As for the concept of herding cats, the Mississippi Republican said, “You ever try to do that? You can’t do it. They got a mind of their own. They got their tails up in the air, go walking off in different directions.” And 99 other Senators are no different than cats.

The excitement he shows about his book does raise the question: Is Trent Lott running to get his old job back? “I hadn’t decided that yet,” Lott said. But he at least flirted with the idea, when HOH suggested the trains don’t run as smoothly as they used to. Lott said he hears that from his colleagues. “Yeah, they come over and say, ‘Where are you when we need you?’”

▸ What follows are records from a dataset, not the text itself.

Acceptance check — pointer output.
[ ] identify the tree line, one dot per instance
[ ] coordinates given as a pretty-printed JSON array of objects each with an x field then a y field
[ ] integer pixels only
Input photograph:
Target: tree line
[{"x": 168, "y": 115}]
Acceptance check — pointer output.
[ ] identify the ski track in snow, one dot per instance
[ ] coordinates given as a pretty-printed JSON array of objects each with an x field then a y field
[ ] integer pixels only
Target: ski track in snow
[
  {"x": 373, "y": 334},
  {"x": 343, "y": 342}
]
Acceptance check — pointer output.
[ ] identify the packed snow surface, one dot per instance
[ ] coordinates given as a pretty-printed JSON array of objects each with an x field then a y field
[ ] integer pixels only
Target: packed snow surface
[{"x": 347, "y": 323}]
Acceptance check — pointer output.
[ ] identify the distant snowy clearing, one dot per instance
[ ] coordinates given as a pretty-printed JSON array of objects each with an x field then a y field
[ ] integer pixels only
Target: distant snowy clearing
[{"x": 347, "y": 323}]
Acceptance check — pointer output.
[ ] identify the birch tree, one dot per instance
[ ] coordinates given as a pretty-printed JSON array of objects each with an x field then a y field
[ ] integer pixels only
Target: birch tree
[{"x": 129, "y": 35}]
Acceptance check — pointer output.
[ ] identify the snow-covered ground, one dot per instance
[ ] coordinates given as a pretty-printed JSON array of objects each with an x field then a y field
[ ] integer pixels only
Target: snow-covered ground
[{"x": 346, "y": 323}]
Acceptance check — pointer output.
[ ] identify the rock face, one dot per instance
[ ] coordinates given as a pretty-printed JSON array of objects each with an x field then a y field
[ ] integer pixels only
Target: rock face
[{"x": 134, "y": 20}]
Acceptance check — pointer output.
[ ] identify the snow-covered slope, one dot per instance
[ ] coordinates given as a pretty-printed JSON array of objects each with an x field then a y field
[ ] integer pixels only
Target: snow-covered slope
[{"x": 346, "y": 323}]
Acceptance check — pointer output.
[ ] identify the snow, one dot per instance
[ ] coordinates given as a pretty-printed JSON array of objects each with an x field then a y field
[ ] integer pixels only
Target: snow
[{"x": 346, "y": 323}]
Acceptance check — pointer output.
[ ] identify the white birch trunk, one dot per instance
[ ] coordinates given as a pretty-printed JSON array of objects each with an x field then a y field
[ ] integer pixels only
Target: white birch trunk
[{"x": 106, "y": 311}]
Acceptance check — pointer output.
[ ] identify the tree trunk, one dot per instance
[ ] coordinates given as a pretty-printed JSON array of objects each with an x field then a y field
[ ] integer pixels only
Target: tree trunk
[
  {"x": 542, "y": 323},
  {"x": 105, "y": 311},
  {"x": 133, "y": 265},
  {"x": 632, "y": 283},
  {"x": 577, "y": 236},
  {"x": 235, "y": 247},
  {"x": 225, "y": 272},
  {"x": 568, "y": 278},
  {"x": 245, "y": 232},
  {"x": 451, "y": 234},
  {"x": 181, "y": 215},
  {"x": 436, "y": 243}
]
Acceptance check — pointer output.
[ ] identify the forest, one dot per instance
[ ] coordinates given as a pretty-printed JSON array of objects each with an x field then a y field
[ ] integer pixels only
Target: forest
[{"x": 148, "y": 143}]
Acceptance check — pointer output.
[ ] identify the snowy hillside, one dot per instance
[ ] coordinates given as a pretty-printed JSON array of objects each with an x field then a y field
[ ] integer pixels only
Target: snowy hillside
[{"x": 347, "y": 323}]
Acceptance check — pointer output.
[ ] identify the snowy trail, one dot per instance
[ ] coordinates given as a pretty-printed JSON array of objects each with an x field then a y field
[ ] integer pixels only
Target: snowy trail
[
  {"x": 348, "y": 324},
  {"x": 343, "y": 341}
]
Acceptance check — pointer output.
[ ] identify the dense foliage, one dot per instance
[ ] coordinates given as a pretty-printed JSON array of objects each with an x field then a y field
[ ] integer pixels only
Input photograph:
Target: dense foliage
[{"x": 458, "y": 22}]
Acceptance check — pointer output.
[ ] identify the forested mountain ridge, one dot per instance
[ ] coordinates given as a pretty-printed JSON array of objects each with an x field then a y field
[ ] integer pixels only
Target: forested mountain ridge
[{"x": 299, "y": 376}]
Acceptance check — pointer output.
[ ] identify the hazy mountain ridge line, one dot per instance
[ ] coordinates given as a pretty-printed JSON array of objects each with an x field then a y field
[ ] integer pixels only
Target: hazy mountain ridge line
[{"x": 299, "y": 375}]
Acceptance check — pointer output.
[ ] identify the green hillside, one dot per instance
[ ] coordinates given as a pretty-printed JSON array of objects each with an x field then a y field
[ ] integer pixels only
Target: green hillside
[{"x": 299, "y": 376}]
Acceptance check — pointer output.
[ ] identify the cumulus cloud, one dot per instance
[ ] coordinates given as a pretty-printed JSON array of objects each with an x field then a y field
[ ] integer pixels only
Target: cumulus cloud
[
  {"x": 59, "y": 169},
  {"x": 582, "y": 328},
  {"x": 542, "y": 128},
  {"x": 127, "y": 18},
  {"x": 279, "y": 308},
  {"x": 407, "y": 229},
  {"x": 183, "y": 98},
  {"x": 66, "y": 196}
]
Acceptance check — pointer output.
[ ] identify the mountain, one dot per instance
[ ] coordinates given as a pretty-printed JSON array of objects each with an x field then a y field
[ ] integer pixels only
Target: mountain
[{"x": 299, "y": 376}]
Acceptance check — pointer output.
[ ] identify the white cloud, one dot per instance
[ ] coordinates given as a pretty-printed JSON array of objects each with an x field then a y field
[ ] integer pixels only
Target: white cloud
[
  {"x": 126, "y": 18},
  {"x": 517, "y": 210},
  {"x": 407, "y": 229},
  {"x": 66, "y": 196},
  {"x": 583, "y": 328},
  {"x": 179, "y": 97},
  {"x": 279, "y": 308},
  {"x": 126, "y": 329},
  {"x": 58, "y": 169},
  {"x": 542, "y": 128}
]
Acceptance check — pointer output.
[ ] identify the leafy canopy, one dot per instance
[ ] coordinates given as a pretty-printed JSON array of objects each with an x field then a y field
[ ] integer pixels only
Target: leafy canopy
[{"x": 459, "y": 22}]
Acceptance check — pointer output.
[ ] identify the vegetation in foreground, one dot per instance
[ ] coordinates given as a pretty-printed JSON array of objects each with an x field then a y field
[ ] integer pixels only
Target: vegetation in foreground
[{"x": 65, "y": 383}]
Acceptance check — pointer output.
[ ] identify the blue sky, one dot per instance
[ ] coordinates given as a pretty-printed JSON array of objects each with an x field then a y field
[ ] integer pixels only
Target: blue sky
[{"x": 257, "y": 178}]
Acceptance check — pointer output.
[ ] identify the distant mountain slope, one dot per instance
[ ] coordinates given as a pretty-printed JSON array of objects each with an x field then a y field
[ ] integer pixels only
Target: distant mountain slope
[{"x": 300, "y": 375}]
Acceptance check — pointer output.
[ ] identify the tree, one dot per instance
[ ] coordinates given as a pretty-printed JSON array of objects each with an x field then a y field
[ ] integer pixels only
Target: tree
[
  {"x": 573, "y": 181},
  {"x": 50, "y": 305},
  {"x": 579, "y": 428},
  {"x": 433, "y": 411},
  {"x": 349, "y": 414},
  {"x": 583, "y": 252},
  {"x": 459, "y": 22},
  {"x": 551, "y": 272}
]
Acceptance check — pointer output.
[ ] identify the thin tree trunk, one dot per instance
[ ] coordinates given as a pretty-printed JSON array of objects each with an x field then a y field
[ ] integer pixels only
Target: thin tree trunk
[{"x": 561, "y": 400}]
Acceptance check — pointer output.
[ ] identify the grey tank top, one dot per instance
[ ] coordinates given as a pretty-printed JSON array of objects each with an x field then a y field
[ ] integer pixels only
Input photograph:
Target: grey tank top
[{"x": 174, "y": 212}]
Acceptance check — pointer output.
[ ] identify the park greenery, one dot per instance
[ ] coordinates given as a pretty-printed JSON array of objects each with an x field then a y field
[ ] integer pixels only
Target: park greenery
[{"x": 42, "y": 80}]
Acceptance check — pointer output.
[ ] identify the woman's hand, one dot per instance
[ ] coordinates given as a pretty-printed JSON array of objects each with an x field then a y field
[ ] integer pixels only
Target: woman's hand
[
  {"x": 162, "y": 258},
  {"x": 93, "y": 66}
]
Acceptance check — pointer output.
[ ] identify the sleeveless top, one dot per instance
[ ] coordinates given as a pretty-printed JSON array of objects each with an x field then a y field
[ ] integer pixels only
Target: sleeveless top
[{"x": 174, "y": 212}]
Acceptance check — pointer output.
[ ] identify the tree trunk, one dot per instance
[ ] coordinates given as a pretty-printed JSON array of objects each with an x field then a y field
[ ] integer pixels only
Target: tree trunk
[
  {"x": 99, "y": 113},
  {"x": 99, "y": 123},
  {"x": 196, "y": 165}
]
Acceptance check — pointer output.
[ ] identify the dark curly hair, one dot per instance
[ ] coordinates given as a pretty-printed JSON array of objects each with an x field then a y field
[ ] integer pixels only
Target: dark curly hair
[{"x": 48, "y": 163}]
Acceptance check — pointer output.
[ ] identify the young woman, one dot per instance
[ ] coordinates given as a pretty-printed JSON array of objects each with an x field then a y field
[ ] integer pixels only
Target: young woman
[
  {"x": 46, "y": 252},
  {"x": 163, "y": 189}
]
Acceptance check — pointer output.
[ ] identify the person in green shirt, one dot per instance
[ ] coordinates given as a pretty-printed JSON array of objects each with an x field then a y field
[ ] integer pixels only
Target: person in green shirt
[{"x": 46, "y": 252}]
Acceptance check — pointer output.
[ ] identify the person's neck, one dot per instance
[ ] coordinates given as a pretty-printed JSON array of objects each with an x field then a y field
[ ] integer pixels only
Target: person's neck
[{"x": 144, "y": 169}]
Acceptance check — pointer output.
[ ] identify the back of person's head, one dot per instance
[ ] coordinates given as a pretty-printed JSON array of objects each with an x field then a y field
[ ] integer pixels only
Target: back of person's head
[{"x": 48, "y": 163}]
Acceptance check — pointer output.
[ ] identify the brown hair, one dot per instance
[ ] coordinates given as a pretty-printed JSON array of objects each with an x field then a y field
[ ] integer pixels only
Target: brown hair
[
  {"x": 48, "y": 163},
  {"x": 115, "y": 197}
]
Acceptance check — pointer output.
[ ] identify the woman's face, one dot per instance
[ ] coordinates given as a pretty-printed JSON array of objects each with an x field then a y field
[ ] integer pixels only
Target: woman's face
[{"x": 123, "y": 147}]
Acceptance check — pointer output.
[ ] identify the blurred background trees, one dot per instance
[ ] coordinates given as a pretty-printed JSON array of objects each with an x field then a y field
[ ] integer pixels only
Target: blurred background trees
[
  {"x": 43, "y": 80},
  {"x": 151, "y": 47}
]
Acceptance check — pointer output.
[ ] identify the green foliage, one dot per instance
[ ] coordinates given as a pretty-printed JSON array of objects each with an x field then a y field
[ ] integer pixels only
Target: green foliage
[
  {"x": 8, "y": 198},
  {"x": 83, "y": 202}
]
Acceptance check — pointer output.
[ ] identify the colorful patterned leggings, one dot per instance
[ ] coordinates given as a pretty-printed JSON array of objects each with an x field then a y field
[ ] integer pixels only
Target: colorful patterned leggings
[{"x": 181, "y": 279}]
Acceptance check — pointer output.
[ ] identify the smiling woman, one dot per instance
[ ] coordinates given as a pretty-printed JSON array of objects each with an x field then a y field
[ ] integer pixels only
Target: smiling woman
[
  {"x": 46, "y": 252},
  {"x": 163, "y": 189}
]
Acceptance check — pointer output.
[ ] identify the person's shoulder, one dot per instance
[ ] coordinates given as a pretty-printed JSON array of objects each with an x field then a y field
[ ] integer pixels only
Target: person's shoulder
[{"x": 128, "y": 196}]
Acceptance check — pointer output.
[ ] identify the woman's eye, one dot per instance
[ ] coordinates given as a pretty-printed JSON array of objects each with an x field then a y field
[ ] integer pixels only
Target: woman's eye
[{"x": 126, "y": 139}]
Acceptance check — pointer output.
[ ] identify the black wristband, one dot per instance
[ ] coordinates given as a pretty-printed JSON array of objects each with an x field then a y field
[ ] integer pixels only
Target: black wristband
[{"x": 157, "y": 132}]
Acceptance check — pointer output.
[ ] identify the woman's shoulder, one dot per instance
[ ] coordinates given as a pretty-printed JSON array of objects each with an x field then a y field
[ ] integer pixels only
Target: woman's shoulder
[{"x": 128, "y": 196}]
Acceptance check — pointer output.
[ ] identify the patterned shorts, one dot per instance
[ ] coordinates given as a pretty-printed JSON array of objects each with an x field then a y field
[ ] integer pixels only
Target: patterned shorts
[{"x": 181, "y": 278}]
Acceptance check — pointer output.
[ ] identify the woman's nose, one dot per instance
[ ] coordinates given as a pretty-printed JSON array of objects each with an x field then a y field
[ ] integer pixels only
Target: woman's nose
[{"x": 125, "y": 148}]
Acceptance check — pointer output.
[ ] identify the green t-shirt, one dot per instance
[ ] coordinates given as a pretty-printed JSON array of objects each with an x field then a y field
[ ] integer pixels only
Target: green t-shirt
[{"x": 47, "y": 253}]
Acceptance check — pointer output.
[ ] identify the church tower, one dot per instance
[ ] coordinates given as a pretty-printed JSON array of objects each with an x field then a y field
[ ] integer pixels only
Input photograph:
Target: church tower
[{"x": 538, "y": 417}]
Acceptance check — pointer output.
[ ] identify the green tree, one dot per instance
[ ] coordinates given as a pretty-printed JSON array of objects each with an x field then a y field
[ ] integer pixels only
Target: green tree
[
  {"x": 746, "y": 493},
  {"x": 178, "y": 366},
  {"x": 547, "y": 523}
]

Lott’s life in politics included four years as a staffer to then-Rep. Bill Colmer (D-Miss.) — yes, a Democrat — before going on to become a House Member and a Senator. Lott will begin a tour to promote his book, published by Regan Books/Harper Collins, on Aug. 23 in New York.

Gotcha; Oh No You Don’t. It’s hard to hook and reel in that crafty Majority Leader Tom DeLay (R-Texas). But, hey, a reporter has to try!

Congressional reporters tried their darndest at a Friday news conference that DeLay had with other House conservatives to bash Senate Majority Leader Bill Frist (Tenn.) over his newfound centrist position on embryonic stem-cell research. DeLay was less strident than other Members in their attacks on Frist, even calling the Majority Leader “a good man … advocating a bad policy.”

But scribe after scribe went fishing for a nasty quote from that biting, acid tongue that DeLay has employed with aplomb over the years. New York Times reporter David Kirkpatrick thought he had found the perfect bait, asking DeLay whether Frist’s watered-down position would make it less likely that he would support the Majority Leader for president in 2008.

DeLay paused, stared the reporter in the eye, and formed that kind of admiring-yet-loathsome smile that a warrior has for a worthy opponent. “That’s right up there with, ‘When’s the last time you beat your wife?’” DeLay quipped.